Sampriti Ganguli is the CEO of Arabella Advisors, a left-of-center philanthropic consultancy criticized for operating “dark money” groups such as Sixteen Thirty Fund, New Venture Fund, and Hopewell Fund. The funds managed by Arabella took in $635 million in revenue in 2018. 
Prior to her ascension to CEO in 2015 she worked in international finance and business for firms like JPMorgan Chase and CEB Inc. where she was a managing director.
Sampriti Ganguli is a graduate of Swarthmore College, where she received a BA in economics and political science. She received a Master’s in International affairs from Johns Hopkins, and an MBA from the University of Pennsylvania’s Wharton School. Ganguli worked for JPMorgan Chase, and the World Bank.
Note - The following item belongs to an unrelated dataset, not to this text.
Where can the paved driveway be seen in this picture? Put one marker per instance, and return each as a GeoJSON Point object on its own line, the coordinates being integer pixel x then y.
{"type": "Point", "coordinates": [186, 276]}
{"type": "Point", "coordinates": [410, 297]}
She has also worked as a managing director for CEB Inc., a global technology company. 
CEO of Arabella
Ganguli has worked as CEO of Arabella Advisors, a left-of-center philanthropic consulting group, since 2015.  As head of Arabella, Ganguli has overseen and directed their activities throughout a period of rapid growth and expanding financial power. Between her start as CEO in 2015 and 2018, the revenues of Arabella-managed Funds, namely the New Venture Fund, Sixteen Thirty Fund, Hopewell Fund, and Windward Fund, nearly doubled from around $332 million to $635 million.    
These organizations operate by taking donations for “fiscally sponsored projects” that appear independent, but are in fact controlled by their parent Fund; examples include Demand Justice, Media Democracy Fund, and Health Care for America Now. These donations can then be sent to any number of organizations without the knowledge or review of independent watchdogs, essentially serving as a “dark money” concealment program. 
Ganguli has expressed a focus on targeting women donors and younger inheritors of wealth for Arabella outreach. She has also expressed a desire to focus on issues related to food systems, public housing policy, and increased leniency toward people involved in the criminal justice system.